Author 2 books7 followers
March 3, 2013
I wish this book had spent more time discussing the actual contests in which FDR attempted to purge conservative Democrats. Instead, the first half of the book discussed his administration and goals, a topic in which I have been swimming for two years thanks to Directed Readings research. All of that aside, the book is well written and includes some nice photographs of FDR through the late 30s.
168 reviews6 followers
October 18, 2025
An example of a book where you get the sense the author realized midway through writing that there simply wasn’t enough material to support a full book length treatment.

FDR’s “purge” of conservative Democrats, such as it was, amounted in Dunn’s telling to a pretty half-hearted effort to back liberal challengers to a three or four Senators. In one case, Georgia, he actually appeared in person to endorse his man (Lawrence Camp) — awkwardly the conservative incumbent, Walter George, was present too and had to listen in silence as the president called for his defeat. But in all the others, Dunn depicts FDR as barely intervening, or at best awkwardly wading. His waffling over supporting Otha Wearin in Iowa seemed characteristic: other than in Georgia, he never showed up personally to push for his man, instead choosing roundabout tactics like sending his son James to say kind words.

It all failed, of course. Camp lost to George, and managed to get third behind the racist demagogue Ernest Talmadge. (This book is, among other things, a catalog of the various obscene and creative ways in which 1930s Southern politicians used the N-word.) Wearin was crushed. Poor old Davey Lewis in Maryland gave up a safe House seat only to get walloped by incumbent FDR enemy Millard Tydings, who I previously only knew as beloved in the Philippines for his role in independence.

And that it failed wasn’t, as Dunn herself notes, surprising. The effort was poorly organized, FDR didn’t commit significant financial or persuasive resources behind it, and no effort was made to recruit optimal candidates in these states and others. That in turn makes it hard to draw broader lessons. Is the takeaway that FDR was wrong to try to accelerate partisan sorting along ideological grounds? I mean, maybe. But a halfway competent attempt might have gone further. It’s difficult to learn about the merits of an idea when it’s only half-executed.

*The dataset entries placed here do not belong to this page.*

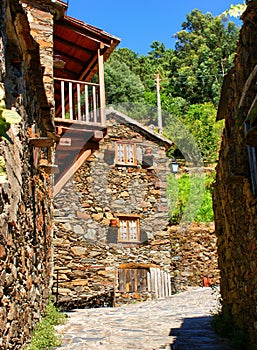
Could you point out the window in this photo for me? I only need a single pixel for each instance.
(126, 153)
(129, 230)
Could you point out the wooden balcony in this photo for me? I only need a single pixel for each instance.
(79, 102)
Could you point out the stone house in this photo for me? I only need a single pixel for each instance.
(115, 208)
(236, 186)
(44, 54)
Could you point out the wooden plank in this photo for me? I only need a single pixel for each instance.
(77, 81)
(98, 135)
(41, 142)
(63, 99)
(102, 85)
(86, 104)
(169, 285)
(252, 162)
(49, 169)
(94, 104)
(70, 101)
(78, 101)
(71, 171)
(133, 265)
(149, 289)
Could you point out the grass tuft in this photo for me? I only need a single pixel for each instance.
(44, 335)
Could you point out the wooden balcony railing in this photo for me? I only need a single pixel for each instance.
(79, 101)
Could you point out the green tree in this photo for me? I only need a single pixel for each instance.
(122, 85)
(205, 51)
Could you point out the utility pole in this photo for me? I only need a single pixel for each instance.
(159, 108)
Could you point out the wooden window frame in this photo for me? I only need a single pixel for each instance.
(128, 221)
(126, 161)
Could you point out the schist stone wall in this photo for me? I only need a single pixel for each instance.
(86, 274)
(235, 190)
(26, 197)
(100, 189)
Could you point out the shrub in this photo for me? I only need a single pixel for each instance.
(44, 335)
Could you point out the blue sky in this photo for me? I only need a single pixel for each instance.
(140, 22)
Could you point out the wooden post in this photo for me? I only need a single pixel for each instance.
(159, 108)
(63, 99)
(101, 84)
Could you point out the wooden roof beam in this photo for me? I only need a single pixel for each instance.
(70, 44)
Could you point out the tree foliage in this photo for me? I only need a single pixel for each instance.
(191, 77)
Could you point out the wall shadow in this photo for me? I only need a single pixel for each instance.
(197, 333)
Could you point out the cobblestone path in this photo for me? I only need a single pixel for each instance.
(181, 322)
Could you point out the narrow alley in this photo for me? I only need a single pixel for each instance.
(182, 321)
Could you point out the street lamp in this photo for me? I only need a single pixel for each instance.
(174, 166)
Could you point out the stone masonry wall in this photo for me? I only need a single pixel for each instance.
(87, 260)
(234, 198)
(99, 190)
(26, 197)
(87, 271)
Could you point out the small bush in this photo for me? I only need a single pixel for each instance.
(44, 335)
(186, 199)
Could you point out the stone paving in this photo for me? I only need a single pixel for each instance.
(180, 322)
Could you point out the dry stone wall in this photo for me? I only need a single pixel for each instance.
(234, 199)
(99, 190)
(26, 197)
(88, 272)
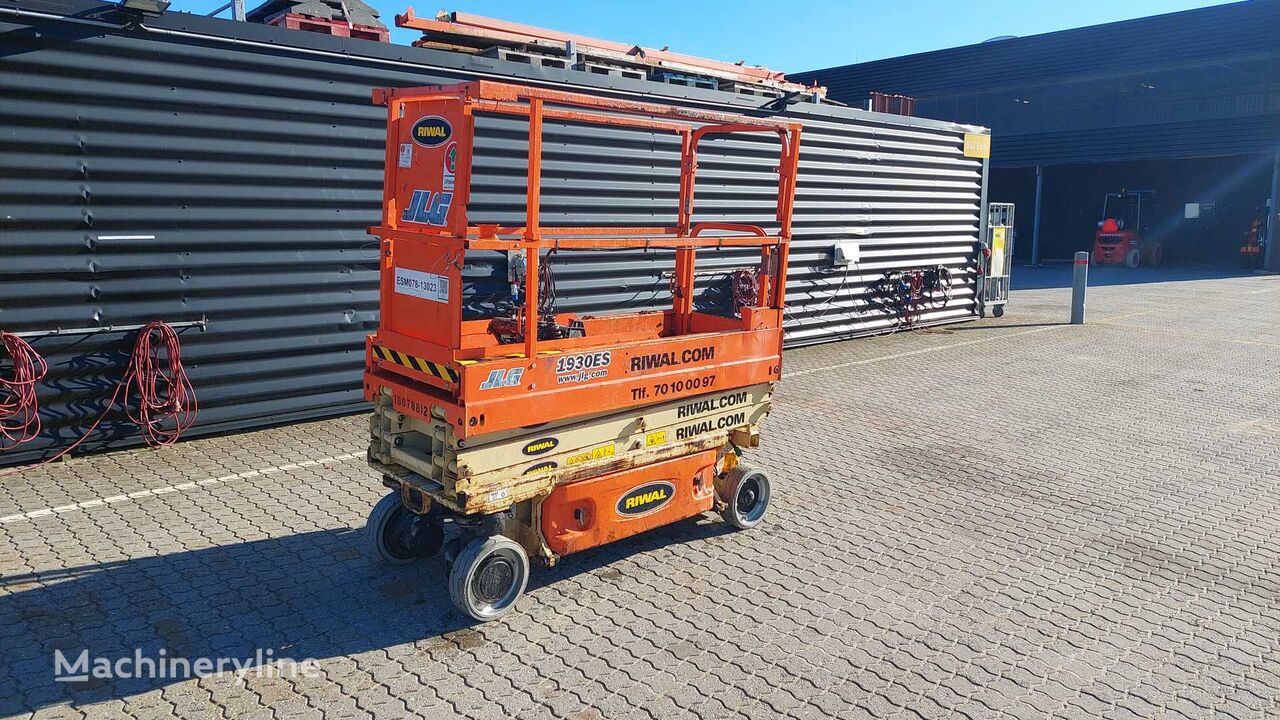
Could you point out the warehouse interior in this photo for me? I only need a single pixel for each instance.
(1228, 195)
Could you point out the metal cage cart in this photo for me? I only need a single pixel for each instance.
(1000, 263)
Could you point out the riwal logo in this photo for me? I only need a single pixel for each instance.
(432, 131)
(540, 446)
(428, 208)
(645, 499)
(503, 378)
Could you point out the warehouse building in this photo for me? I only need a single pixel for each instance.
(1185, 105)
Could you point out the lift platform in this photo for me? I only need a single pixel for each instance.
(535, 433)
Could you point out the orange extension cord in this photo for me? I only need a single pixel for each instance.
(155, 392)
(19, 410)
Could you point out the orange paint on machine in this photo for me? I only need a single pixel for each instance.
(453, 391)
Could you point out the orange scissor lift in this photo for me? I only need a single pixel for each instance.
(535, 433)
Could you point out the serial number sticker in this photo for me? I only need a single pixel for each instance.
(583, 368)
(428, 286)
(599, 452)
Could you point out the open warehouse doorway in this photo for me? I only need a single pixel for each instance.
(1198, 209)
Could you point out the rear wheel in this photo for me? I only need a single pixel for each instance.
(488, 577)
(746, 493)
(400, 536)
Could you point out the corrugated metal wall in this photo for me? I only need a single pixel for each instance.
(1194, 83)
(200, 168)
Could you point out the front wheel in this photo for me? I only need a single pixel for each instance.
(746, 493)
(488, 577)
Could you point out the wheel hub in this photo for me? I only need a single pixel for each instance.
(749, 496)
(412, 536)
(494, 579)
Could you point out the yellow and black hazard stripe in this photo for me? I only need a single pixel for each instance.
(419, 364)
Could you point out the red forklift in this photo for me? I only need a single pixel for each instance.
(1123, 235)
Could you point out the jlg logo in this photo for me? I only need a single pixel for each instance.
(428, 208)
(503, 378)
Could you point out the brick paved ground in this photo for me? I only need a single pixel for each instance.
(1010, 518)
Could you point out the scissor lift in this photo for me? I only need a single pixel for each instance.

So Dunn fills up much of the book with irrelevant anecdotes about Roosevelt (he caught a shark!) and a final chapter that just rehashes every presidential race from 1948 to 2008. Once we were talking about Obama’s surprise victory in Indiana, the natural question was “what exactly is this book even about?” It’s especially frustrating because there are still details of the purge it fails to explore. North Carolina’s Robert Reynolds was challenged unsuccessfully by New Dealer Franklin Hancock in 1938, and Dunn simply doesn’t mention it at all. That would’ve been a worthier inclusion than the hundredth rehashing of Nixon’s Southern Strategy.
Profile Image for Andrew Figueiredo.
348 reviews14 followers
November 4, 2024
A decent read about FDR's largely failed efforts to remake the Democratic Party into *the* progressive party in 1938. Incensed by conservatives' rejection of court-packing, executive reorganization, and a minimum wage increase, President Roosevelt undertook varying degrees of action in competitive Democratic primaries. He lost most of these efforts, and mysteriously decided against supporting certain progressives like Congressman Maury Maverick. Dunn gets props for bringing to light political history that doesn't get talked about enough, although it could use better organization and she goes off on an unnecessary partisan tangent at the end.